苏恒安离开江夏大营时,他的妹夫曾告诫过:“皇室的事情,臣下是不能沾的,但是,有些位置是不可能摆脱皇室的事情的。”很绕口,他却记着了。

那时,他没有料到自己会掌握禁卫大权,只是很有自知之明,知道自己需要记住一些从未接触过的事情。

直到今天,他才知道禁卫大权不是那么好掌的——燕贵妃在御花园被一个鬼鬼祟祟的人冲撞,受了不小的惊吓,皇帝要他立刻查清,循着痕迹,竟来到了慈和宫,他更是头痛,也担心若是太后也被惊吓了,他可能就会成为任期最短的禁军大统领了。

无论苏恒安怎么说,赵全与叶原秋都不敢放他接近长宁殿的,至于其它宫殿,倒也配合着苏恒安搜了一遍,见苏恒安领着人往长宁殿走去,两人同时拦在他面前。

“苏大人,太后娘娘已经休息了!”赵全保持着对外臣的礼节,语气却是坚定的拒绝。

苏恒安因他们两人的动作一愣,下意识地道:“就是因此,我才要确认娘娘安泰啊!”他是真担心有人闯进太后宫。

今夜本不是叶原秋值宿,因为苏恒安要搜查,她才不得不起来,心情不是很好,当即就冷笑:“娘娘又没有出声,自然是安泰。”

“若是……”

“没什么若是!”叶原秋答得肯定,“苏大人,奴婢不觉得慈和宫有人闯入,大人还是去别处吧!”这已是在表示怀疑了。

苏恒安其实也察觉出不妥了,毕竟慈和宫上下都冷着脸,显然很不高兴,他也不是有勇无谋的人,只是对有些事情陌生而已,这会儿一愣反而明白过来,脸色立时苍白。

赵全一直看着苏恒安,自然明白他的心思,手肘轻碰了一下叶原秋,示意她见好就收,叶原秋也没坚持,缓了一下语气:“苏大人是职责所在,奴婢等自然无异议,可是,仅凭一点猜测便去打扰太后娘娘,未免就过分了,奴婢这个掌印尚宫与赵总管也就不必再在宫中待着了!奴婢等不足惜,但是,慈和宫的威仪受损,奴婢等却是万死莫赎了!”

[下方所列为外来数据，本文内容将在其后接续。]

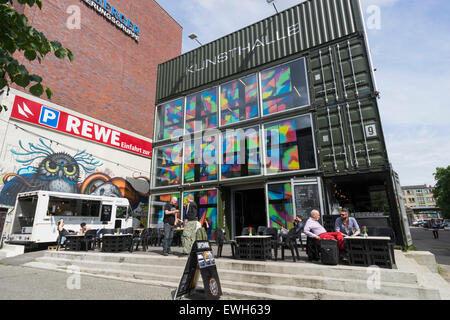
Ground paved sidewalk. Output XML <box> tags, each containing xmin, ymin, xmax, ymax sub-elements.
<box><xmin>411</xmin><ymin>227</ymin><xmax>450</xmax><ymax>283</ymax></box>
<box><xmin>0</xmin><ymin>264</ymin><xmax>173</xmax><ymax>301</ymax></box>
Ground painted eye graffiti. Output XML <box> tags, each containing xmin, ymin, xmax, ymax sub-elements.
<box><xmin>45</xmin><ymin>160</ymin><xmax>58</xmax><ymax>173</ymax></box>
<box><xmin>64</xmin><ymin>164</ymin><xmax>77</xmax><ymax>176</ymax></box>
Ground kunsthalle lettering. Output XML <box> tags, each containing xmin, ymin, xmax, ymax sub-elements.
<box><xmin>81</xmin><ymin>0</ymin><xmax>139</xmax><ymax>42</ymax></box>
<box><xmin>186</xmin><ymin>23</ymin><xmax>300</xmax><ymax>73</ymax></box>
<box><xmin>178</xmin><ymin>304</ymin><xmax>271</xmax><ymax>318</ymax></box>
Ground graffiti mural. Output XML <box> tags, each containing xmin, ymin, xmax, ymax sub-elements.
<box><xmin>0</xmin><ymin>139</ymin><xmax>149</xmax><ymax>219</ymax></box>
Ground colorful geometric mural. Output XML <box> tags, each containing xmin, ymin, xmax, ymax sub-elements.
<box><xmin>222</xmin><ymin>127</ymin><xmax>261</xmax><ymax>179</ymax></box>
<box><xmin>267</xmin><ymin>183</ymin><xmax>294</xmax><ymax>229</ymax></box>
<box><xmin>149</xmin><ymin>193</ymin><xmax>180</xmax><ymax>228</ymax></box>
<box><xmin>0</xmin><ymin>139</ymin><xmax>150</xmax><ymax>218</ymax></box>
<box><xmin>220</xmin><ymin>75</ymin><xmax>259</xmax><ymax>125</ymax></box>
<box><xmin>186</xmin><ymin>88</ymin><xmax>218</xmax><ymax>133</ymax></box>
<box><xmin>261</xmin><ymin>59</ymin><xmax>309</xmax><ymax>115</ymax></box>
<box><xmin>264</xmin><ymin>115</ymin><xmax>315</xmax><ymax>174</ymax></box>
<box><xmin>155</xmin><ymin>143</ymin><xmax>182</xmax><ymax>187</ymax></box>
<box><xmin>183</xmin><ymin>189</ymin><xmax>218</xmax><ymax>240</ymax></box>
<box><xmin>184</xmin><ymin>136</ymin><xmax>218</xmax><ymax>183</ymax></box>
<box><xmin>156</xmin><ymin>98</ymin><xmax>184</xmax><ymax>140</ymax></box>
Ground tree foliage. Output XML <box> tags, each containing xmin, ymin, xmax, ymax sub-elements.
<box><xmin>433</xmin><ymin>166</ymin><xmax>450</xmax><ymax>219</ymax></box>
<box><xmin>0</xmin><ymin>0</ymin><xmax>73</xmax><ymax>112</ymax></box>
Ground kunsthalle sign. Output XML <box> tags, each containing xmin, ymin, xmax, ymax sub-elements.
<box><xmin>81</xmin><ymin>0</ymin><xmax>139</xmax><ymax>42</ymax></box>
<box><xmin>11</xmin><ymin>96</ymin><xmax>152</xmax><ymax>158</ymax></box>
<box><xmin>186</xmin><ymin>23</ymin><xmax>300</xmax><ymax>74</ymax></box>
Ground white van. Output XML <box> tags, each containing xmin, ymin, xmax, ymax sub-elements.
<box><xmin>2</xmin><ymin>191</ymin><xmax>139</xmax><ymax>247</ymax></box>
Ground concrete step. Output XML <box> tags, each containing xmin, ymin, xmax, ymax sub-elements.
<box><xmin>25</xmin><ymin>262</ymin><xmax>398</xmax><ymax>300</ymax></box>
<box><xmin>30</xmin><ymin>256</ymin><xmax>439</xmax><ymax>299</ymax></box>
<box><xmin>0</xmin><ymin>243</ymin><xmax>25</xmax><ymax>259</ymax></box>
<box><xmin>41</xmin><ymin>251</ymin><xmax>417</xmax><ymax>284</ymax></box>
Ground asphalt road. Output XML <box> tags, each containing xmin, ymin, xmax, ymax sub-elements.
<box><xmin>411</xmin><ymin>228</ymin><xmax>450</xmax><ymax>266</ymax></box>
<box><xmin>411</xmin><ymin>227</ymin><xmax>450</xmax><ymax>282</ymax></box>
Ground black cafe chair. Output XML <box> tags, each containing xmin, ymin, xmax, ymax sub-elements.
<box><xmin>279</xmin><ymin>228</ymin><xmax>300</xmax><ymax>262</ymax></box>
<box><xmin>216</xmin><ymin>229</ymin><xmax>236</xmax><ymax>258</ymax></box>
<box><xmin>241</xmin><ymin>228</ymin><xmax>250</xmax><ymax>236</ymax></box>
<box><xmin>256</xmin><ymin>226</ymin><xmax>267</xmax><ymax>236</ymax></box>
<box><xmin>131</xmin><ymin>229</ymin><xmax>150</xmax><ymax>251</ymax></box>
<box><xmin>84</xmin><ymin>230</ymin><xmax>97</xmax><ymax>251</ymax></box>
<box><xmin>264</xmin><ymin>228</ymin><xmax>280</xmax><ymax>261</ymax></box>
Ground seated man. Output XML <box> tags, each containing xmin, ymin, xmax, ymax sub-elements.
<box><xmin>78</xmin><ymin>222</ymin><xmax>91</xmax><ymax>236</ymax></box>
<box><xmin>334</xmin><ymin>209</ymin><xmax>361</xmax><ymax>237</ymax></box>
<box><xmin>303</xmin><ymin>210</ymin><xmax>344</xmax><ymax>251</ymax></box>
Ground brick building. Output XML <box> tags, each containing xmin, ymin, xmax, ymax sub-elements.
<box><xmin>11</xmin><ymin>0</ymin><xmax>182</xmax><ymax>138</ymax></box>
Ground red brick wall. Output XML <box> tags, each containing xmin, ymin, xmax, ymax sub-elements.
<box><xmin>12</xmin><ymin>0</ymin><xmax>182</xmax><ymax>138</ymax></box>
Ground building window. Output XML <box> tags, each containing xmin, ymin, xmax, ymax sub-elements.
<box><xmin>155</xmin><ymin>98</ymin><xmax>184</xmax><ymax>141</ymax></box>
<box><xmin>267</xmin><ymin>183</ymin><xmax>294</xmax><ymax>229</ymax></box>
<box><xmin>264</xmin><ymin>115</ymin><xmax>316</xmax><ymax>174</ymax></box>
<box><xmin>154</xmin><ymin>143</ymin><xmax>182</xmax><ymax>187</ymax></box>
<box><xmin>186</xmin><ymin>88</ymin><xmax>218</xmax><ymax>133</ymax></box>
<box><xmin>149</xmin><ymin>193</ymin><xmax>182</xmax><ymax>228</ymax></box>
<box><xmin>221</xmin><ymin>127</ymin><xmax>261</xmax><ymax>179</ymax></box>
<box><xmin>184</xmin><ymin>136</ymin><xmax>218</xmax><ymax>183</ymax></box>
<box><xmin>183</xmin><ymin>189</ymin><xmax>218</xmax><ymax>240</ymax></box>
<box><xmin>220</xmin><ymin>75</ymin><xmax>259</xmax><ymax>126</ymax></box>
<box><xmin>261</xmin><ymin>58</ymin><xmax>310</xmax><ymax>116</ymax></box>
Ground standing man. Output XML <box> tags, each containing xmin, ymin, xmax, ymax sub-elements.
<box><xmin>163</xmin><ymin>197</ymin><xmax>180</xmax><ymax>256</ymax></box>
<box><xmin>182</xmin><ymin>194</ymin><xmax>198</xmax><ymax>254</ymax></box>
<box><xmin>334</xmin><ymin>209</ymin><xmax>361</xmax><ymax>237</ymax></box>
<box><xmin>303</xmin><ymin>210</ymin><xmax>344</xmax><ymax>251</ymax></box>
<box><xmin>431</xmin><ymin>219</ymin><xmax>440</xmax><ymax>239</ymax></box>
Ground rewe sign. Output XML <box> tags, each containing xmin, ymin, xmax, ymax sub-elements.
<box><xmin>11</xmin><ymin>96</ymin><xmax>152</xmax><ymax>158</ymax></box>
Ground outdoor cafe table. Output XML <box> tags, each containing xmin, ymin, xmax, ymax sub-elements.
<box><xmin>102</xmin><ymin>234</ymin><xmax>133</xmax><ymax>252</ymax></box>
<box><xmin>65</xmin><ymin>234</ymin><xmax>85</xmax><ymax>251</ymax></box>
<box><xmin>344</xmin><ymin>236</ymin><xmax>395</xmax><ymax>269</ymax></box>
<box><xmin>235</xmin><ymin>236</ymin><xmax>272</xmax><ymax>260</ymax></box>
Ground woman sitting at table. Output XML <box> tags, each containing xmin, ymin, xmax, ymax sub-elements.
<box><xmin>56</xmin><ymin>219</ymin><xmax>69</xmax><ymax>245</ymax></box>
<box><xmin>335</xmin><ymin>209</ymin><xmax>361</xmax><ymax>237</ymax></box>
<box><xmin>78</xmin><ymin>222</ymin><xmax>91</xmax><ymax>236</ymax></box>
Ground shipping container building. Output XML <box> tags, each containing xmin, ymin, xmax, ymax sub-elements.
<box><xmin>149</xmin><ymin>0</ymin><xmax>412</xmax><ymax>247</ymax></box>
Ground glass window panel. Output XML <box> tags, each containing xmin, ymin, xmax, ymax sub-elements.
<box><xmin>267</xmin><ymin>183</ymin><xmax>294</xmax><ymax>229</ymax></box>
<box><xmin>186</xmin><ymin>88</ymin><xmax>218</xmax><ymax>133</ymax></box>
<box><xmin>264</xmin><ymin>115</ymin><xmax>316</xmax><ymax>174</ymax></box>
<box><xmin>149</xmin><ymin>193</ymin><xmax>180</xmax><ymax>228</ymax></box>
<box><xmin>220</xmin><ymin>75</ymin><xmax>259</xmax><ymax>125</ymax></box>
<box><xmin>183</xmin><ymin>189</ymin><xmax>218</xmax><ymax>240</ymax></box>
<box><xmin>261</xmin><ymin>58</ymin><xmax>310</xmax><ymax>115</ymax></box>
<box><xmin>154</xmin><ymin>143</ymin><xmax>182</xmax><ymax>187</ymax></box>
<box><xmin>222</xmin><ymin>127</ymin><xmax>261</xmax><ymax>179</ymax></box>
<box><xmin>155</xmin><ymin>98</ymin><xmax>184</xmax><ymax>141</ymax></box>
<box><xmin>184</xmin><ymin>136</ymin><xmax>218</xmax><ymax>183</ymax></box>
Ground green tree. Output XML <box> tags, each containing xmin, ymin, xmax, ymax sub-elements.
<box><xmin>433</xmin><ymin>166</ymin><xmax>450</xmax><ymax>219</ymax></box>
<box><xmin>0</xmin><ymin>0</ymin><xmax>73</xmax><ymax>112</ymax></box>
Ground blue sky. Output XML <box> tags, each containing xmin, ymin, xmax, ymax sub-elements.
<box><xmin>157</xmin><ymin>0</ymin><xmax>450</xmax><ymax>185</ymax></box>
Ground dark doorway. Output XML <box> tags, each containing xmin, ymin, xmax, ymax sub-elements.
<box><xmin>234</xmin><ymin>189</ymin><xmax>267</xmax><ymax>236</ymax></box>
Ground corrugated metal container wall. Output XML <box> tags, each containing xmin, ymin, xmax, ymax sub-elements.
<box><xmin>156</xmin><ymin>0</ymin><xmax>363</xmax><ymax>103</ymax></box>
<box><xmin>308</xmin><ymin>36</ymin><xmax>388</xmax><ymax>176</ymax></box>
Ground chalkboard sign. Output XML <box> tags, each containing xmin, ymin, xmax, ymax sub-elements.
<box><xmin>174</xmin><ymin>241</ymin><xmax>222</xmax><ymax>300</ymax></box>
<box><xmin>294</xmin><ymin>184</ymin><xmax>320</xmax><ymax>221</ymax></box>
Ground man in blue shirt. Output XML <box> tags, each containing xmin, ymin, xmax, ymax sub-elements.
<box><xmin>335</xmin><ymin>209</ymin><xmax>361</xmax><ymax>237</ymax></box>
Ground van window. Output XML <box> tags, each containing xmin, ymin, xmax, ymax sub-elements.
<box><xmin>47</xmin><ymin>197</ymin><xmax>101</xmax><ymax>217</ymax></box>
<box><xmin>116</xmin><ymin>206</ymin><xmax>128</xmax><ymax>219</ymax></box>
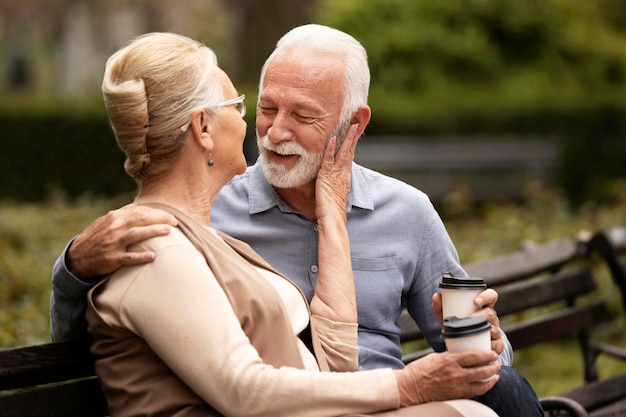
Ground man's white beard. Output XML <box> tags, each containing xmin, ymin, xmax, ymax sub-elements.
<box><xmin>256</xmin><ymin>119</ymin><xmax>350</xmax><ymax>188</ymax></box>
<box><xmin>257</xmin><ymin>134</ymin><xmax>324</xmax><ymax>188</ymax></box>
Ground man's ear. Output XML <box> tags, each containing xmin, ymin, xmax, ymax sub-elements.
<box><xmin>190</xmin><ymin>109</ymin><xmax>213</xmax><ymax>152</ymax></box>
<box><xmin>350</xmin><ymin>105</ymin><xmax>372</xmax><ymax>136</ymax></box>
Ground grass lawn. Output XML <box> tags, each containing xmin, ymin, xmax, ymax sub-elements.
<box><xmin>0</xmin><ymin>185</ymin><xmax>626</xmax><ymax>396</ymax></box>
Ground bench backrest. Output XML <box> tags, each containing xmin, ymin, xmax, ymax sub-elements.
<box><xmin>0</xmin><ymin>341</ymin><xmax>109</xmax><ymax>417</ymax></box>
<box><xmin>399</xmin><ymin>234</ymin><xmax>609</xmax><ymax>380</ymax></box>
<box><xmin>589</xmin><ymin>226</ymin><xmax>626</xmax><ymax>311</ymax></box>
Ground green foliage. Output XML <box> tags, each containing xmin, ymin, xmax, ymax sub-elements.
<box><xmin>0</xmin><ymin>195</ymin><xmax>129</xmax><ymax>347</ymax></box>
<box><xmin>0</xmin><ymin>188</ymin><xmax>626</xmax><ymax>395</ymax></box>
<box><xmin>315</xmin><ymin>0</ymin><xmax>626</xmax><ymax>207</ymax></box>
<box><xmin>317</xmin><ymin>0</ymin><xmax>626</xmax><ymax>105</ymax></box>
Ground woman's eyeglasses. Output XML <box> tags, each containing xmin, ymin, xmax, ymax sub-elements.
<box><xmin>180</xmin><ymin>94</ymin><xmax>246</xmax><ymax>132</ymax></box>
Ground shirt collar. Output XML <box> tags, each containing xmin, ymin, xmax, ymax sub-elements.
<box><xmin>248</xmin><ymin>158</ymin><xmax>374</xmax><ymax>214</ymax></box>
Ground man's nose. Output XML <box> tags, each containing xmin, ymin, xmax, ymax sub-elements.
<box><xmin>267</xmin><ymin>112</ymin><xmax>294</xmax><ymax>143</ymax></box>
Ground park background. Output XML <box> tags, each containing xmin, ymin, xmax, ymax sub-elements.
<box><xmin>0</xmin><ymin>0</ymin><xmax>626</xmax><ymax>395</ymax></box>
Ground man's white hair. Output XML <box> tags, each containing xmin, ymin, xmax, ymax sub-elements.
<box><xmin>259</xmin><ymin>24</ymin><xmax>370</xmax><ymax>124</ymax></box>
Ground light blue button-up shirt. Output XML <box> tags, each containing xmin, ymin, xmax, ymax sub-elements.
<box><xmin>51</xmin><ymin>161</ymin><xmax>512</xmax><ymax>369</ymax></box>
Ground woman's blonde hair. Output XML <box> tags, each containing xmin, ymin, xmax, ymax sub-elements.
<box><xmin>102</xmin><ymin>33</ymin><xmax>224</xmax><ymax>184</ymax></box>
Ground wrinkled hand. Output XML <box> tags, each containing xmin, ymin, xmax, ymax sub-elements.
<box><xmin>432</xmin><ymin>288</ymin><xmax>504</xmax><ymax>355</ymax></box>
<box><xmin>315</xmin><ymin>124</ymin><xmax>359</xmax><ymax>220</ymax></box>
<box><xmin>395</xmin><ymin>350</ymin><xmax>500</xmax><ymax>406</ymax></box>
<box><xmin>66</xmin><ymin>204</ymin><xmax>178</xmax><ymax>281</ymax></box>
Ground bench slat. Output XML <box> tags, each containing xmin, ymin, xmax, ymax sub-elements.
<box><xmin>0</xmin><ymin>340</ymin><xmax>95</xmax><ymax>390</ymax></box>
<box><xmin>562</xmin><ymin>374</ymin><xmax>626</xmax><ymax>411</ymax></box>
<box><xmin>0</xmin><ymin>378</ymin><xmax>109</xmax><ymax>417</ymax></box>
<box><xmin>503</xmin><ymin>302</ymin><xmax>609</xmax><ymax>350</ymax></box>
<box><xmin>463</xmin><ymin>239</ymin><xmax>582</xmax><ymax>286</ymax></box>
<box><xmin>495</xmin><ymin>268</ymin><xmax>596</xmax><ymax>317</ymax></box>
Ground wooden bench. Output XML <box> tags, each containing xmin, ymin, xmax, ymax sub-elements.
<box><xmin>0</xmin><ymin>228</ymin><xmax>626</xmax><ymax>417</ymax></box>
<box><xmin>0</xmin><ymin>341</ymin><xmax>109</xmax><ymax>417</ymax></box>
<box><xmin>399</xmin><ymin>228</ymin><xmax>626</xmax><ymax>417</ymax></box>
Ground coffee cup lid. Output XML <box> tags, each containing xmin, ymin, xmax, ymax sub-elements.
<box><xmin>441</xmin><ymin>316</ymin><xmax>491</xmax><ymax>338</ymax></box>
<box><xmin>439</xmin><ymin>273</ymin><xmax>487</xmax><ymax>290</ymax></box>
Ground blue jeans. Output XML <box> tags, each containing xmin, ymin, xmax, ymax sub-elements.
<box><xmin>474</xmin><ymin>366</ymin><xmax>543</xmax><ymax>417</ymax></box>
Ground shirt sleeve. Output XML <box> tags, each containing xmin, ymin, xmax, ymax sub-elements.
<box><xmin>50</xmin><ymin>239</ymin><xmax>95</xmax><ymax>342</ymax></box>
<box><xmin>96</xmin><ymin>234</ymin><xmax>399</xmax><ymax>417</ymax></box>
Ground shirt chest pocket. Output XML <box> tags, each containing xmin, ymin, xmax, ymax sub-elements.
<box><xmin>352</xmin><ymin>256</ymin><xmax>404</xmax><ymax>332</ymax></box>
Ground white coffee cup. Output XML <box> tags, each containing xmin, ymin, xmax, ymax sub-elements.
<box><xmin>439</xmin><ymin>274</ymin><xmax>487</xmax><ymax>318</ymax></box>
<box><xmin>441</xmin><ymin>316</ymin><xmax>491</xmax><ymax>352</ymax></box>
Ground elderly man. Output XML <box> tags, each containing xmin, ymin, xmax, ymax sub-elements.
<box><xmin>51</xmin><ymin>25</ymin><xmax>543</xmax><ymax>417</ymax></box>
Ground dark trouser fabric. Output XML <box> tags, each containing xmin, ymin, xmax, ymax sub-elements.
<box><xmin>474</xmin><ymin>366</ymin><xmax>543</xmax><ymax>417</ymax></box>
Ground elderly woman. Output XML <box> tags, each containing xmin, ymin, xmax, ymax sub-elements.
<box><xmin>87</xmin><ymin>33</ymin><xmax>499</xmax><ymax>416</ymax></box>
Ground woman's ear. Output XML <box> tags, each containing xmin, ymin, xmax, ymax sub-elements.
<box><xmin>190</xmin><ymin>109</ymin><xmax>213</xmax><ymax>152</ymax></box>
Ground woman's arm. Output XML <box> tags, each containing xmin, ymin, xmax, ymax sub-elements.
<box><xmin>311</xmin><ymin>124</ymin><xmax>358</xmax><ymax>323</ymax></box>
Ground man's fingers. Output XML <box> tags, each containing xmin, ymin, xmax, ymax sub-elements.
<box><xmin>119</xmin><ymin>224</ymin><xmax>170</xmax><ymax>247</ymax></box>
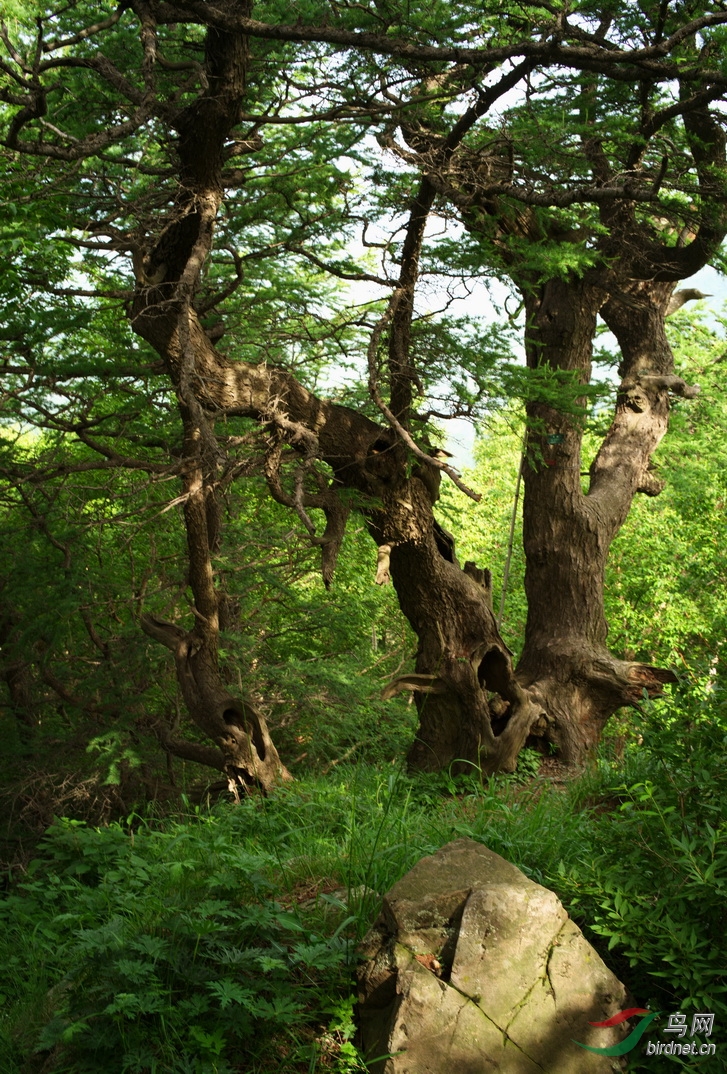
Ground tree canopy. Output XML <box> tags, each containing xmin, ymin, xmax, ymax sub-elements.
<box><xmin>0</xmin><ymin>0</ymin><xmax>727</xmax><ymax>792</ymax></box>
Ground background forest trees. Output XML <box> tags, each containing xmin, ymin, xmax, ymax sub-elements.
<box><xmin>0</xmin><ymin>0</ymin><xmax>727</xmax><ymax>790</ymax></box>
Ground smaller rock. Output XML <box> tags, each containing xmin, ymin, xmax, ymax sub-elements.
<box><xmin>359</xmin><ymin>839</ymin><xmax>629</xmax><ymax>1074</ymax></box>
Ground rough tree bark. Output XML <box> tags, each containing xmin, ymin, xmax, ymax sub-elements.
<box><xmin>5</xmin><ymin>0</ymin><xmax>727</xmax><ymax>777</ymax></box>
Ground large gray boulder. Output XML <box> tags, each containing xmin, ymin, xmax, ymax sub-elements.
<box><xmin>359</xmin><ymin>839</ymin><xmax>628</xmax><ymax>1074</ymax></box>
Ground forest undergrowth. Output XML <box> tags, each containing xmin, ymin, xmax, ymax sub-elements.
<box><xmin>0</xmin><ymin>694</ymin><xmax>727</xmax><ymax>1074</ymax></box>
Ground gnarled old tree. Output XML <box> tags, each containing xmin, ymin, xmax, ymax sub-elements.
<box><xmin>0</xmin><ymin>0</ymin><xmax>727</xmax><ymax>787</ymax></box>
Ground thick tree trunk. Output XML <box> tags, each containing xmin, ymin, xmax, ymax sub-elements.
<box><xmin>518</xmin><ymin>280</ymin><xmax>678</xmax><ymax>764</ymax></box>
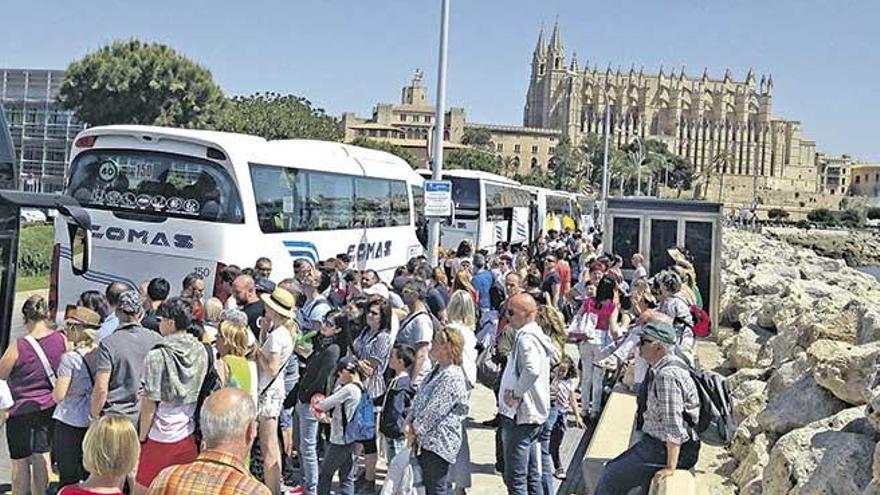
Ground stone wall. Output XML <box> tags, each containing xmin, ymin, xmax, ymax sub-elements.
<box><xmin>716</xmin><ymin>230</ymin><xmax>880</xmax><ymax>495</ymax></box>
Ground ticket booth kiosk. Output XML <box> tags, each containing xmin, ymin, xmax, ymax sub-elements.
<box><xmin>603</xmin><ymin>198</ymin><xmax>723</xmax><ymax>330</ymax></box>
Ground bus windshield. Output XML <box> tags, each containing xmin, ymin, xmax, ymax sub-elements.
<box><xmin>68</xmin><ymin>149</ymin><xmax>244</xmax><ymax>223</ymax></box>
<box><xmin>452</xmin><ymin>177</ymin><xmax>480</xmax><ymax>211</ymax></box>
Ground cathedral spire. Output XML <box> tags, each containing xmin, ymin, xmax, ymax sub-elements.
<box><xmin>550</xmin><ymin>18</ymin><xmax>562</xmax><ymax>53</ymax></box>
<box><xmin>746</xmin><ymin>67</ymin><xmax>755</xmax><ymax>86</ymax></box>
<box><xmin>535</xmin><ymin>22</ymin><xmax>547</xmax><ymax>58</ymax></box>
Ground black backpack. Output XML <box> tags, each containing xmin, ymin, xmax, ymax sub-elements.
<box><xmin>637</xmin><ymin>362</ymin><xmax>736</xmax><ymax>447</ymax></box>
<box><xmin>194</xmin><ymin>344</ymin><xmax>223</xmax><ymax>445</ymax></box>
<box><xmin>489</xmin><ymin>277</ymin><xmax>507</xmax><ymax>311</ymax></box>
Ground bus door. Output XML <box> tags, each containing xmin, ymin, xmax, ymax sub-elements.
<box><xmin>0</xmin><ymin>203</ymin><xmax>18</xmax><ymax>349</ymax></box>
<box><xmin>0</xmin><ymin>191</ymin><xmax>92</xmax><ymax>351</ymax></box>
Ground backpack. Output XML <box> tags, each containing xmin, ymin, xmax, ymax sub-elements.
<box><xmin>690</xmin><ymin>304</ymin><xmax>712</xmax><ymax>337</ymax></box>
<box><xmin>477</xmin><ymin>343</ymin><xmax>504</xmax><ymax>390</ymax></box>
<box><xmin>489</xmin><ymin>277</ymin><xmax>507</xmax><ymax>311</ymax></box>
<box><xmin>638</xmin><ymin>362</ymin><xmax>736</xmax><ymax>447</ymax></box>
<box><xmin>340</xmin><ymin>384</ymin><xmax>376</xmax><ymax>443</ymax></box>
<box><xmin>194</xmin><ymin>344</ymin><xmax>223</xmax><ymax>445</ymax></box>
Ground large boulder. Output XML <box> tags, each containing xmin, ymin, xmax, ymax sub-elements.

说得严厉,却也给了台阶,苏恒安脸色数变,终于一拱手:“在下初掌禁卫,思虑不周之处还请见谅!两位说得极是,在下再去别处吧!”

赵全送苏恒安出去,叶原秋转头看了一眼长宁殿,一片黑暗寂静,稍候了片刻,便摆手让所有宫人离去休息。

赵全返回时,就只见叶原秋一人立在中庭,一身的萧索。

“怎么了?”赵全有些忐忑,以为有什么事,叶原秋摇头,轻语:“云沐雪……算是毁了!”

即使之前紫苏还有各种顾虑,从今夜开始,都是必致其于死地而后快了!

“可怜她?”赵全惊异,不觉得那位燕贵妃有什么值得叶原秋感叹同情的!

叶原秋再次摇头:“是陛下与太后娘娘……”

两位都是至尊至贵之人,叶原秋实在说不出那两个字,只能任“可怜”两个字在口中、心中回响不息。

赵全听得懂,怔忡了一下,只能沉默。

紫苏听得分明,气得颤抖,齐朗硬攥着她的手才没让她妄动,他很清楚,紫苏在火头上,将长宁殿拆了都可能,但是,那样……很糟!因此,尽管他也愤怒,却仍按捺了下来。

按捺下来的只是动作,心中的怒火却怎么熄不了。

“我要杀了她!”寂静中,紫苏愤恨地冷言。

“那太容易了!”齐朗亲吻怀中人的发际,声音极轻也极冷。

既然当时没有发火,紫苏便当作此事没有发生,只是教训谢纹:“后宫的规矩散漫了!”

谢纹请罪,随后便整肃后宫纪律。

苏恒安当然也查清了事情,只是一个小内官白天事情没做完,回去晚了,冲撞贵妃后,担心处罚便连忙溜了,阳玄颢见查清了,也没深究,命宣政厅的刑司处置,紫苏却发了话:“犯错不要紧,存了侥幸的心思便容不得了!”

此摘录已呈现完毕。